Checkly is our monitoring-as-code (MAC) tool for check-based tracking across our products. As a pivotal part of our continuous monitoring strategy, Checkly allows us to define and manage periodical testing for each one of our components to be aware of its state every time.

The main reasons why we chose it over other alternatives are:

  1. It provides a global network of testing locations, allowing you to simulate user interactions from various geographical locations.
  2. It Supports real browser checks, allowing you to test our web applications in a way that closely mimics user interactions.
  3. All the monitoring setup and tests can be configured and managed using Terraform.
  4. It provides dedicated API testing.
  5. It brings detailed metrics and insights into the performance of our products, helping to identify trends and areas for improvement.
  6. It provides a public dashboard that showcases our component's health and performance metrics. This feature is valuable for enhancing transparency and communication.
  7. It brings various possibilities for integrations, allowing us to connect different elements of the stack to keep track of failures, inform customers about the state of our components and bring fast solutions to any issue.
  8. Incorporates the option to implement a sophisticated retry strategy to minimize false positives during monitoring.

Alternatives

The following alternatives were considered but not chosen for the following reasons:

  1. Atatus Synthetic Monitoring: It does not have the support to configure checks and tests with Terraform. Also, the checks are not very customizable and do not provide good support for integrations with other services or tools.
  2. BetterStack: It does not have checks that interact directly with the browser; it does not allow running the tests in multiple browsers or the option for running the checks in parallel.
  3. DataDog: Since the monitoring options do not provide greater value than Checkly, using this tool only for this purpose is more expensive than its alternatives.

Usage

We use Checkly for:

  1. Set and run browser checks for our Docs, Platform, and Web page.
  2. Set and run API checks for our API and the DevSecOps Agent.
  3. Set and manage checks groups.
  4. Define retry strategies to avoid false positive check failures.
  5. Generate automatic incidents on our Statuspage when a check fails.
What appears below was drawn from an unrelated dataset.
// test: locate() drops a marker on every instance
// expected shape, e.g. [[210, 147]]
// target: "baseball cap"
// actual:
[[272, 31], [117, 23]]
Refer to the Status section for more information about this process.
  6. Set and display the public dashboard of our component's health.
  7. Notify the staff of any check failure through various channels.

We do not use Checkly for:

  1. Heartbeats: This is a new Checkly feature, and it has yet to be tested by the team.
  2. Maintenance Window: Maintenance periods are not needed due to our deployment frequency and workflow.

Guidelines

  1. Any changes to Checkly's infrastructure must be done via Merge Requests modifying its Terraform module.
  2. To learn how to test and apply infrastructure via Terraform, visit the Terraform Guidelines.